$\newcommand{\Z}{\mathbb{Z}}$ I'm interested in a classification of indecomposable modules over the $\Z/p^2\Z$-group-ring $R$ of the cyclic group $C_p$ of order $p$: $$ R = \Z/p^2\Z[C_p] = \Z/p^2\Z[T]/(T^p - 1) $$
(I actually want to replace $p^2$ with $p^n$, but I figured this would be a good place to start.)
I was hoping it would be the case that all indecomposables over $R$ were cyclic $R$-modules, which is true when we replace $\Z/p^2\Z$ with the field $\Z/p\Z$, but I don't think this is the case. Consider the $R$-module $M$ with underlying abelian group $\Z/p\Z \times \Z/p^2\Z$ where $T$ acts by the matrix \begin{equation*}\begin{pmatrix} 1 & 0 \\ p & 1+p \end{pmatrix}.\end{equation*}
By direct computation, one can verify that the cyclic submodule generated by every* nonzero element has order $p^2$. (*The element $(0,p)$ generates a submodule of order $p$, but $p\Z/p^2\Z$ is not a direct summand of $M$ even as an abelian group.) In particular, no single element generates $M$ (so it is not cyclic), but no two elements can be used to break $M$ up into a direct sum, since any direct sum must involve a submodule of order $p$.

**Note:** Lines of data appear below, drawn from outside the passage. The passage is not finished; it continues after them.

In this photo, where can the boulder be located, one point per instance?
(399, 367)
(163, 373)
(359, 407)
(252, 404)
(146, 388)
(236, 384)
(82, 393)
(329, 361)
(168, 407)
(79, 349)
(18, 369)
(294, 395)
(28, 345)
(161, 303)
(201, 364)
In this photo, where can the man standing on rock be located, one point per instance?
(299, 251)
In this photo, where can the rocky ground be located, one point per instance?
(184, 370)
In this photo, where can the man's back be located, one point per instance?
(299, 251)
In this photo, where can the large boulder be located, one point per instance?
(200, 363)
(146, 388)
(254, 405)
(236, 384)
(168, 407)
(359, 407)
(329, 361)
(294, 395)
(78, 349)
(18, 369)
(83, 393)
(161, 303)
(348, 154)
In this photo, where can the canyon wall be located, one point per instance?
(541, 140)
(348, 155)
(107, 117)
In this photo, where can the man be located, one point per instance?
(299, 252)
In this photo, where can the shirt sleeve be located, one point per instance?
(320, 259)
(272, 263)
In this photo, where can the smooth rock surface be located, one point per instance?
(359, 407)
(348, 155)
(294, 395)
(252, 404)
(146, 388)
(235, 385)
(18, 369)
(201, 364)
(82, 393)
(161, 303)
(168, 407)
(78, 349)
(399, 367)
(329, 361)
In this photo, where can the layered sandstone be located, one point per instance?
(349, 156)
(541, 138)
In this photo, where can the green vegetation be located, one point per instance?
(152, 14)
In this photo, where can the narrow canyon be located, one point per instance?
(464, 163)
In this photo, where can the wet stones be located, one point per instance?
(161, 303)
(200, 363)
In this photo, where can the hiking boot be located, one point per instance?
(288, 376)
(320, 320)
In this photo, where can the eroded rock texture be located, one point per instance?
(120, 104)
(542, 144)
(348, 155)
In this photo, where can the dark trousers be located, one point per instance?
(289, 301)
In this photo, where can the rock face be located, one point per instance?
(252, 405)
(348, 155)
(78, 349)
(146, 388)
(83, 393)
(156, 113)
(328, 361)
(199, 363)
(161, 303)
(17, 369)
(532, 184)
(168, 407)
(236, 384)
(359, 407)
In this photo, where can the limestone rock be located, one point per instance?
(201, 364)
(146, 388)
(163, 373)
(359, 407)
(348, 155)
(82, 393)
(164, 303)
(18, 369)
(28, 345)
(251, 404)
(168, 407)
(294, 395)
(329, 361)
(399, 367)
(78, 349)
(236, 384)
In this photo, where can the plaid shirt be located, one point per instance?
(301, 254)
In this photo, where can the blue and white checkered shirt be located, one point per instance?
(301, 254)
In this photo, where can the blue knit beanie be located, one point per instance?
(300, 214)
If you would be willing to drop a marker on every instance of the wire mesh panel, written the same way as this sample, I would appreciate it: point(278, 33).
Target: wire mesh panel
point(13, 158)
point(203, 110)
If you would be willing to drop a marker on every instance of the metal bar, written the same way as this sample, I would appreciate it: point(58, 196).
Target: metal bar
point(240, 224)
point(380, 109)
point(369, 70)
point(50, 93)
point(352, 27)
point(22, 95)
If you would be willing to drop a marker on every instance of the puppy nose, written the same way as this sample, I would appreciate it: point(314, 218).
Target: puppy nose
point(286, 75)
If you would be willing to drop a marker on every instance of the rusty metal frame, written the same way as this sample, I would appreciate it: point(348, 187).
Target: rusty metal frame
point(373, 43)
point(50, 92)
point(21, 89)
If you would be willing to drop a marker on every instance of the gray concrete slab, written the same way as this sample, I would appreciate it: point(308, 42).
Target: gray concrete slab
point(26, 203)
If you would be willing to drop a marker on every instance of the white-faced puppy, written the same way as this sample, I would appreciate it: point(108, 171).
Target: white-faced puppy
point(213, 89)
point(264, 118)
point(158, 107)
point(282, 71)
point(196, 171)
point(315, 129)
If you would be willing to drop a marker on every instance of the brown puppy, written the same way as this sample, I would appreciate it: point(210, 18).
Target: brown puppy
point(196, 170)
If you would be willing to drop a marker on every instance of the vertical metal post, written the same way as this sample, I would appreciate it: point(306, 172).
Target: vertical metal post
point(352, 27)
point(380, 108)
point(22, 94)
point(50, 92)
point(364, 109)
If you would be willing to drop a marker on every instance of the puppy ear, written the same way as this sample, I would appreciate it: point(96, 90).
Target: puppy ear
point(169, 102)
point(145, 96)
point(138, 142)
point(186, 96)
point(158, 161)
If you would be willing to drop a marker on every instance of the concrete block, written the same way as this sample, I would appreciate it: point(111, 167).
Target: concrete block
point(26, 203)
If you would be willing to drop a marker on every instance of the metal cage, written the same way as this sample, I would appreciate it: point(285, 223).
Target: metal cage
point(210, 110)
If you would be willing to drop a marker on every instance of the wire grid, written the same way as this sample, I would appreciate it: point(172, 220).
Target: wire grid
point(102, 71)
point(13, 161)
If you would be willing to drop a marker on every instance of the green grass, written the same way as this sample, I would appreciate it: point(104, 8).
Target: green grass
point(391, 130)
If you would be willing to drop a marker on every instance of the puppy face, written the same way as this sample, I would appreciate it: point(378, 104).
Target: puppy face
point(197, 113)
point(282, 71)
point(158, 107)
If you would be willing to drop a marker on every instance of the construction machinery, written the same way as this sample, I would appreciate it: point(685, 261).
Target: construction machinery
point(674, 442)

I spoke with someone who gave me the following argument for the cyclicity of indecomposables (which I now think is false, but I don't know in which of the first two steps problem is as I'm not comfortable thinking about projective covers over this ring):
- $M$ has a projective cover as an $R$-module.
- The projective cover of an indecomposable module is indecomposable.
- $R$ is local so projectives are free.
- Free + indecomposable implies rank 1.
- Thus every indecomposable is a quotient of $R$.
Does anyone know how I might modify this argument to something correct (but necessarily weaker)? Or maybe someone can point me toward the classification I'm looking for or a reference that will help me find it?